Association Between Vascular Adhesion Protein-1 (VAP-1) and MACE in Patients with Coronary Heart Disease: A Cohort Study.

BACKGROUND

Vascular adhesion protein-1 (VAP-1), an inflammation-inducible endothelial cell molecule, was reported to be implicated in a variety of cardiovascular diseases. However, the clinical significance of circulating VAP-1 levels in patients with coronary heart disease (CHD) remains less studied.

PATIENTS AND METHODS

We retrospectively analyzed clinical data of 336 hospitalized patients in the Second Affiliated Hospital of Soochow University from May 2020 to September 2022, 174 of which were diagnosed with CHD. Serum VAP-1 was measured by enzyme-linked immunosorbent assay at enrollment. The primary end point of this study was the occurrence of major adverse cardiovascular events (MACE). The coronary stenosis and clinical manifestations of CHD were assessed and recorded from medical records or follow-up calls.
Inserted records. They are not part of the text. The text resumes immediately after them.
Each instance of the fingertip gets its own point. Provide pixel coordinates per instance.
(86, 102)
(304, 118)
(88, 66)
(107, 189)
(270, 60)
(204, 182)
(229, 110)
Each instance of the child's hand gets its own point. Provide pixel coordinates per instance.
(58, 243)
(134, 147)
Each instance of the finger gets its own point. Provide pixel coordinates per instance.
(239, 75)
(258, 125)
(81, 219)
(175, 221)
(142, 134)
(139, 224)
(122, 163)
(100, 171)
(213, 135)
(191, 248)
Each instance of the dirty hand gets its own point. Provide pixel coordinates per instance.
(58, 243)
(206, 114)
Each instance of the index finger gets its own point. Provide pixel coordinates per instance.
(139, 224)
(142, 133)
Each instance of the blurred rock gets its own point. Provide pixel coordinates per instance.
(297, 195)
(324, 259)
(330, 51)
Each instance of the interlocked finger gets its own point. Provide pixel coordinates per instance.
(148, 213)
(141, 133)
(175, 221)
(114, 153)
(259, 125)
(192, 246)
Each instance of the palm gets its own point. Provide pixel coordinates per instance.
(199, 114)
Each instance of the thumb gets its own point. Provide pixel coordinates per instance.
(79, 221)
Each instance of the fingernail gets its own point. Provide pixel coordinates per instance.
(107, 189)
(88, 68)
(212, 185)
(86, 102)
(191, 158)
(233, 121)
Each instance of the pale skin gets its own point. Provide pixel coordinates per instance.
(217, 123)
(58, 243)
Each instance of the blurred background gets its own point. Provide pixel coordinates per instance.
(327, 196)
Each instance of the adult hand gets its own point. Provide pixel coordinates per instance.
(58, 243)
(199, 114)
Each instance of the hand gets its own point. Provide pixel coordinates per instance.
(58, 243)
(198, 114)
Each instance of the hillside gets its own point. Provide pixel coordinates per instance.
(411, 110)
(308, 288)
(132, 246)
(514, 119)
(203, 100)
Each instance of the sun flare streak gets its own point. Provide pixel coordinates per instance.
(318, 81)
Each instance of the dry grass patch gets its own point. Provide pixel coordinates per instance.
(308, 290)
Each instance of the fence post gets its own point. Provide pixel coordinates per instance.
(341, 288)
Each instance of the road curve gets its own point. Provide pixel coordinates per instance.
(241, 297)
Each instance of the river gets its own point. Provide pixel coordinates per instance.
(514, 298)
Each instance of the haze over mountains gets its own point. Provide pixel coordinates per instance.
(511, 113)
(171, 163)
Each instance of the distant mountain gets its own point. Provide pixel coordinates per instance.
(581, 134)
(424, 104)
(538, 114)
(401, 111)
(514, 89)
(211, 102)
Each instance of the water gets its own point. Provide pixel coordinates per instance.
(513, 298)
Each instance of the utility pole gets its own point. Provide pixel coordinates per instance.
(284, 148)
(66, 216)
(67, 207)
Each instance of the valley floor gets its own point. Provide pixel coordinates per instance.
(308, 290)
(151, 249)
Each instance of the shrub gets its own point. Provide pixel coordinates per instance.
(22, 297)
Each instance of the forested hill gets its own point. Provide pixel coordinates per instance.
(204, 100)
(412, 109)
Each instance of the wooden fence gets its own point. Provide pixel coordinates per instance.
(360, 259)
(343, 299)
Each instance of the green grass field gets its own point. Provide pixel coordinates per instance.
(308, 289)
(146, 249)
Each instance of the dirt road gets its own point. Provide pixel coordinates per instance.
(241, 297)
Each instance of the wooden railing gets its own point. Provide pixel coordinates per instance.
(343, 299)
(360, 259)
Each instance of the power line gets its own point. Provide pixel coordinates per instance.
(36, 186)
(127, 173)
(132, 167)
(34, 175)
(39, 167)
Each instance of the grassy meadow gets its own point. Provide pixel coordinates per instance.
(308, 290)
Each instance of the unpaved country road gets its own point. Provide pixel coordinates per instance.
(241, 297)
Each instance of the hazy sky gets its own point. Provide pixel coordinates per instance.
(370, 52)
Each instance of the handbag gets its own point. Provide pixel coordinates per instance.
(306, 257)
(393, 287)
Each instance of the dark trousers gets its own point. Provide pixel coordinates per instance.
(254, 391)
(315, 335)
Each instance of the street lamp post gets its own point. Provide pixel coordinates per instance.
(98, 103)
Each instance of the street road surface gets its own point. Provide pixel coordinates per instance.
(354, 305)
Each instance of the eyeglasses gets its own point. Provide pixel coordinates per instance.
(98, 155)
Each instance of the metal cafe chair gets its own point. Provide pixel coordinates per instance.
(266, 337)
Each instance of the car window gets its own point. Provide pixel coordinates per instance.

The relevant results were obtained, and the reliability of the conclusions was verified through regression analysis, curve fitting, and survival curve.

RESULTS

After adjusting for potential confounders, higher serum VAP-1 level was associated with increased risk of MACE in patients with CHD [(HR = 5.11, 95% CI = 1.02-25.59), (HR = 5.81, 95% CI = 1.16-29.11)]. The results of curve fitting and survival analysis were consistent with those of regression analysis. However, no significant association was observed between VAP-1 and MACE in the entire study population [(HR = 5.11, 95% CI = 0.41-1.93), (HR = 1.17, 95% CI = 0.52-2.62)]. Furthermore, the level of VAP-1 did not show a significant correlation with coronary stenosis and the clinical manifestations of CHD.

CONCLUSION

These findings suggested that CHD patients with higher serum levels of VAP-1 are at a higher risk of adverse cardiovascular outcomes.